Philipp Johann Neukamp möchte Elisabeth heiraten, aber sie zweifelt an der Festigkeit seines Glaubens.

Als sie 1859 an Fieber und Entkräftung stirbt, verlässt Neukamp kurz vor seinem 30. Geburtstag Hongkong und reist nach Kanton. Dort heuert er einen amerikanischen Abenteurer an, den er in einer Opiumhöhle findet. Alonzo Potter, der ein Glasauge trägt, soll ihn nach Nanking bringen.

Warum er bereit war, für einen Besuch in der Hauptstadt der Rebellen sein Leben zu riskieren, fragte ich nicht.

Neukamp bezahlt Potter zwar, gewinnt jedoch den Eindruck, dass der Einäugige ohnehin eine Rechnung mit jemanden in Nanking offen hat.
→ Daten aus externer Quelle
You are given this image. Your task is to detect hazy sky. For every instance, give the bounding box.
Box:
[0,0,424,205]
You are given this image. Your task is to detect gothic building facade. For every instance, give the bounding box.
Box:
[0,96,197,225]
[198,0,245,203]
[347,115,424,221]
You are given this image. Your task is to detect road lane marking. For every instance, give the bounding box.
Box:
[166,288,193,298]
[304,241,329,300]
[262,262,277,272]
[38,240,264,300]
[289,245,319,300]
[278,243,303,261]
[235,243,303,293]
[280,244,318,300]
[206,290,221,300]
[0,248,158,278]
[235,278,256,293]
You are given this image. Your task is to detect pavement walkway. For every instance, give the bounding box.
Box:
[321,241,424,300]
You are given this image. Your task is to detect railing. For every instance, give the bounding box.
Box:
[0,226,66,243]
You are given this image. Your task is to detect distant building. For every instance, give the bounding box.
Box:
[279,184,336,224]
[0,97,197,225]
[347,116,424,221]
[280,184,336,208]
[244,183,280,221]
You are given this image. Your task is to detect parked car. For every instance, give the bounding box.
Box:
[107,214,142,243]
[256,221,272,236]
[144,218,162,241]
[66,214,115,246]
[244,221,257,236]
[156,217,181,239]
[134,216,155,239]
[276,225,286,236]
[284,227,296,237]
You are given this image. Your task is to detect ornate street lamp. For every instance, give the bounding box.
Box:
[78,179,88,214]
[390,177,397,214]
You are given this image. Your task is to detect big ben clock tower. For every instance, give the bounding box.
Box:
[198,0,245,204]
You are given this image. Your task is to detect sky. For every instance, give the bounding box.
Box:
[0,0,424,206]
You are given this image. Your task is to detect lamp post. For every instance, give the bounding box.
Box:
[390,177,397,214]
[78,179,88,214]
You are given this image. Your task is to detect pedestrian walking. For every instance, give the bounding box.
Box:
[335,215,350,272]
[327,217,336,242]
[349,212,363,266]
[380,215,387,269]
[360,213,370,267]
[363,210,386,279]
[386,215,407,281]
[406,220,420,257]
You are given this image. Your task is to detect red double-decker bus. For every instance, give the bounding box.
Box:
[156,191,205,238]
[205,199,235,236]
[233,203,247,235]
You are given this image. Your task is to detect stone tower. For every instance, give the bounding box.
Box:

Auf dem vom Gan Jiang durchflossenen Poyang-See wehren sie im Herbst 1859 zunächst zwei Dschunken ab, deren Besatzungen ihr Boot entern wollten, aber kurz darauf werden sie von einem anderen Piratenschiff gerammt. Bevor Neukamp ebenso wie Potter vom brennenden Boot ins Wasser springen kann, zerfetzt ein Schuss seine linke Hand. Die beiden Männer retten sich ans Ufer und finden Zuflucht bei einem Chinesen namens Shi, aber Neukamp droht an Wundbrand zu sterben. Obwohl Potter bezweifelt, dass der Deutsche überleben wird, sägt er ihm entschlossen die Hand ab, während ein paar Chinesen den Verletzten festhalten. Zwei junge Chinesinnen –  San-mei und Si-mei – pflegen Neukamp gesund.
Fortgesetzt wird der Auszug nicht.